At news of his death, Boris Spassky, now a French citizen, mourned: “My brother is dead.”
If one looks at his words, Bobby Fischer seems a nut case. It’s tempting to suppose he was schizophrenic, but psychiatrists who knew him say he wasn’t. Just obsessive, paranoid and hugely stubborn (the record shows even as an impoverished youth he’d turn down a $50 award if someone as making $5 for arranging it).
Before Fischer, a chess championship match would net $65 to the winner, $35 to the loser. Fischer made the pot worth millions.
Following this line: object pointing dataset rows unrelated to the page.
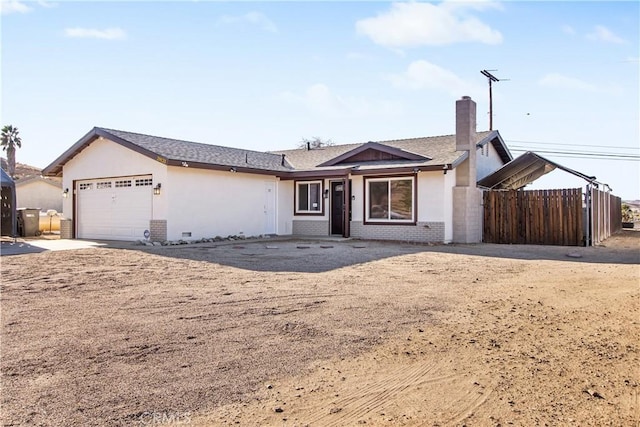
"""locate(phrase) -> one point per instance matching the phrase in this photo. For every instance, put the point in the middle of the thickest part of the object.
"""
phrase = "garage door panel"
(115, 209)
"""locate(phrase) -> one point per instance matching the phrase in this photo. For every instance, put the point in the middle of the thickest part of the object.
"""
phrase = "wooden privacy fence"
(543, 217)
(606, 217)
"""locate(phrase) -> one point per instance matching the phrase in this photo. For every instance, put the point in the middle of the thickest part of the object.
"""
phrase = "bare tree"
(314, 143)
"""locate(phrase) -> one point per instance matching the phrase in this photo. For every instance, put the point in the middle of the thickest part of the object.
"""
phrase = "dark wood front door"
(337, 208)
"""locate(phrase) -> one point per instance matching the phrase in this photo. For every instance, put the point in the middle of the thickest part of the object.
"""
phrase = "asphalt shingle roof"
(186, 151)
(440, 149)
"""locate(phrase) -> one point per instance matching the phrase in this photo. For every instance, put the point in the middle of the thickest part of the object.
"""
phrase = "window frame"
(296, 196)
(388, 179)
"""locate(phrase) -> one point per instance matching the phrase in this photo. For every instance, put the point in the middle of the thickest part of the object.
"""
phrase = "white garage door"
(114, 208)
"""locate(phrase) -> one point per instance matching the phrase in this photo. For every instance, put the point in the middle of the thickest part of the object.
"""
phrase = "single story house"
(123, 186)
(39, 192)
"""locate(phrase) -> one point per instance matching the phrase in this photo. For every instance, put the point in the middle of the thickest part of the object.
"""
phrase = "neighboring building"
(39, 192)
(423, 189)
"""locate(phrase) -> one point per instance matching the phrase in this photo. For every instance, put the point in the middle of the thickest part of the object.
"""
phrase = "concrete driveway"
(30, 246)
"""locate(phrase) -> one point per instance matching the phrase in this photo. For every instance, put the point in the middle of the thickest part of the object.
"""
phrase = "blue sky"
(264, 75)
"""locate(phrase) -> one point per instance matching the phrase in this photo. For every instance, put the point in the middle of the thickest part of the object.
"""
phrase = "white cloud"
(425, 75)
(603, 34)
(416, 24)
(13, 6)
(254, 18)
(357, 56)
(47, 4)
(320, 99)
(106, 34)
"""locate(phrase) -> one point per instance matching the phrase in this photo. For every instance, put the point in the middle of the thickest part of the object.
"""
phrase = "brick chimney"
(466, 141)
(467, 198)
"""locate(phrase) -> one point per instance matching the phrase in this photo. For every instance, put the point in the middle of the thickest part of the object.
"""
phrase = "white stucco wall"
(487, 160)
(39, 194)
(102, 159)
(209, 203)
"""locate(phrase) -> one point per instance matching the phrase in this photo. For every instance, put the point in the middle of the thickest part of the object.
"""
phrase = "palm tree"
(11, 140)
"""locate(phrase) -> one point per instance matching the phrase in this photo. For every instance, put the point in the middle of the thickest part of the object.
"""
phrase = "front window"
(390, 199)
(309, 197)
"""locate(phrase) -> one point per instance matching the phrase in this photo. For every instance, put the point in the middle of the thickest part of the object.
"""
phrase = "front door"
(337, 207)
(269, 207)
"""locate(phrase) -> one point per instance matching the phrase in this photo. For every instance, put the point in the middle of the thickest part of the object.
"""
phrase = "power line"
(586, 153)
(578, 155)
(571, 145)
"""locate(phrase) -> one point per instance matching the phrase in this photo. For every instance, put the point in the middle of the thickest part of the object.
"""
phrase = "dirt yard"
(323, 333)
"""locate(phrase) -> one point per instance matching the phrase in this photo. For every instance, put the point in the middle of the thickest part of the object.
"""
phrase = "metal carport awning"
(524, 170)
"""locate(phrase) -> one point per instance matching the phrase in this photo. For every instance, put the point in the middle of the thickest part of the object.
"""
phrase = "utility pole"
(491, 79)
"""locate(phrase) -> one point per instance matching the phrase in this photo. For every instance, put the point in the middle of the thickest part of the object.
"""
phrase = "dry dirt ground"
(323, 333)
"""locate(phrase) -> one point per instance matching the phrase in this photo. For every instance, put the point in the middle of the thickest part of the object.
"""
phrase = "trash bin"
(30, 219)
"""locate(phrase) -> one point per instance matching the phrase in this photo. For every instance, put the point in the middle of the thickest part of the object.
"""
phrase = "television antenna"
(491, 78)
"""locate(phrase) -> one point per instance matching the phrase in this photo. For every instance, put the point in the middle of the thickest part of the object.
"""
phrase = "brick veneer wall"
(158, 229)
(310, 228)
(421, 232)
(66, 229)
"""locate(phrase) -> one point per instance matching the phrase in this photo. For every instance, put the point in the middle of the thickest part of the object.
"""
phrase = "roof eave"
(55, 168)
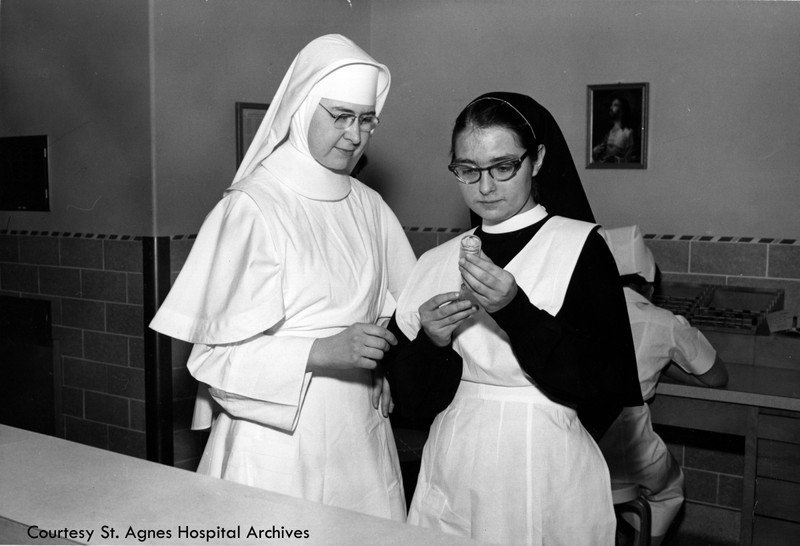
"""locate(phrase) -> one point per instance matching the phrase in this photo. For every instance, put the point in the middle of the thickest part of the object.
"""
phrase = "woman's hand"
(442, 314)
(381, 393)
(358, 346)
(493, 287)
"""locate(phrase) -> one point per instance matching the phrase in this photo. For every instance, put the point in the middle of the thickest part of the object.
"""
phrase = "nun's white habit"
(294, 252)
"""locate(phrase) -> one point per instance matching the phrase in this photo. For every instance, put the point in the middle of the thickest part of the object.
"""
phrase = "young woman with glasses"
(538, 357)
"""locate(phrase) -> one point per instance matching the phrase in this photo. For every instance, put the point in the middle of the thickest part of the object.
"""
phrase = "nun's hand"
(492, 287)
(381, 393)
(442, 314)
(360, 345)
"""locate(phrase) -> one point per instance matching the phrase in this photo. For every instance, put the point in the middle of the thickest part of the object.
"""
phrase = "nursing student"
(664, 343)
(284, 293)
(534, 360)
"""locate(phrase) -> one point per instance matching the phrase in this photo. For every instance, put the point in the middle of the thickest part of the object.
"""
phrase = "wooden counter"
(762, 404)
(55, 484)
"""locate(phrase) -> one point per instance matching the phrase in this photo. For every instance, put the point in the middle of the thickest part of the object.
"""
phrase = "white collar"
(517, 222)
(304, 175)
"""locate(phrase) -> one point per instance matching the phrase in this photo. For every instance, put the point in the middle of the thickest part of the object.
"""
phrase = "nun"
(532, 359)
(286, 292)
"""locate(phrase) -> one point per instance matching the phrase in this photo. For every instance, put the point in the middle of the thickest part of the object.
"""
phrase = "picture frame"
(617, 126)
(248, 120)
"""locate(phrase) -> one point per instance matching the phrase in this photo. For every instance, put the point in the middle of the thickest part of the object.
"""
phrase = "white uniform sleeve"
(262, 379)
(226, 298)
(231, 286)
(691, 350)
(400, 262)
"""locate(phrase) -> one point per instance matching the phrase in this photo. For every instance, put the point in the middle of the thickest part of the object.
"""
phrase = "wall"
(723, 93)
(208, 55)
(94, 284)
(78, 72)
(137, 98)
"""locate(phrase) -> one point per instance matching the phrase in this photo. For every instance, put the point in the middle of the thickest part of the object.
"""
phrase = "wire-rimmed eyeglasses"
(502, 171)
(344, 120)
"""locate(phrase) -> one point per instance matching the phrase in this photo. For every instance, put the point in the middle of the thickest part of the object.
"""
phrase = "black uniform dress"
(582, 357)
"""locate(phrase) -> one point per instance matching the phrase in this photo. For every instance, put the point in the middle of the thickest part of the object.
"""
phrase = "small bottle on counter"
(471, 244)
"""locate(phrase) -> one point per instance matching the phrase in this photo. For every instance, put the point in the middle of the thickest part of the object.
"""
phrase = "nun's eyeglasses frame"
(344, 120)
(501, 172)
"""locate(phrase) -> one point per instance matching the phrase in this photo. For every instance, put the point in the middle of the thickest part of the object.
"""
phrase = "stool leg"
(641, 508)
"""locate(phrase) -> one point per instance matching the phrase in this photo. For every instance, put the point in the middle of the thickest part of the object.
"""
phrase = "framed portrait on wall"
(617, 126)
(248, 119)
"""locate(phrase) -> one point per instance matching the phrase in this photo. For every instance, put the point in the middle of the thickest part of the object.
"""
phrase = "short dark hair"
(489, 112)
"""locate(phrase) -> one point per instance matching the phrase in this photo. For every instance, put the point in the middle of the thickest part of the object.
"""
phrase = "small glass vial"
(471, 244)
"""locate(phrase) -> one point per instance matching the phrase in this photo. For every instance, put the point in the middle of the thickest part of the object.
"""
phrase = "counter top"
(773, 388)
(55, 485)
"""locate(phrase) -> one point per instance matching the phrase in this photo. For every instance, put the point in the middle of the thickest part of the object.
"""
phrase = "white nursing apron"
(504, 463)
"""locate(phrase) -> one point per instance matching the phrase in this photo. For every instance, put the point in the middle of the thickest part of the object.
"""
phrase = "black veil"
(559, 187)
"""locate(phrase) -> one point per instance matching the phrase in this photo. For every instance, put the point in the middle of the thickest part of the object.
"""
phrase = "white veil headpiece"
(317, 60)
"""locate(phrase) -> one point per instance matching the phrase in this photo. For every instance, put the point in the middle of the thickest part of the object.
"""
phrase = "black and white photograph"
(399, 273)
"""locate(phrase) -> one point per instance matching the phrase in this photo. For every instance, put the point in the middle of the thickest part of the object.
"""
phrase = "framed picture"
(617, 126)
(248, 119)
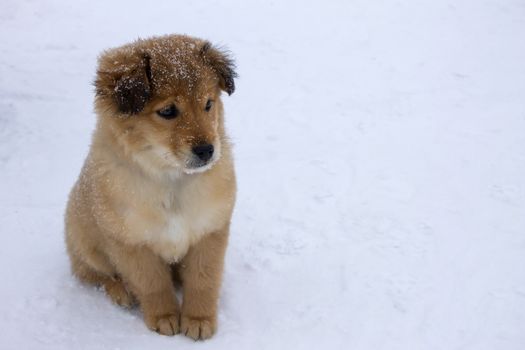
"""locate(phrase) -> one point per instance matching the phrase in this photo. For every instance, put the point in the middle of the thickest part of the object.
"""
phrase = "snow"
(380, 152)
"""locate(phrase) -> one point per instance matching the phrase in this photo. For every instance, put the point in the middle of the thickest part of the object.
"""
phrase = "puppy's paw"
(119, 294)
(198, 327)
(165, 325)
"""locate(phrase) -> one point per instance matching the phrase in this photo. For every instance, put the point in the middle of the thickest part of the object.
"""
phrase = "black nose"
(204, 152)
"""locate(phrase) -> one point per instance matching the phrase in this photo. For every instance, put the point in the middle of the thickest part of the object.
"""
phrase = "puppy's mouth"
(202, 158)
I remember living in Moscow in 1965 and attending the chess club when Spassky beat Tigran Petrosian. The moves were shown to the crowded street on a board from a balcony, and Russians as one bowed their heads over pocket chess sets and analyzed the moves. I’d never before seen fervor of this sort.
Even then, every Russian knew of Bobby Fischer. Few Canadians or Americans had a clue who Boris Spassky was.
Now Fischer is gone, but what he did for chess will live forever.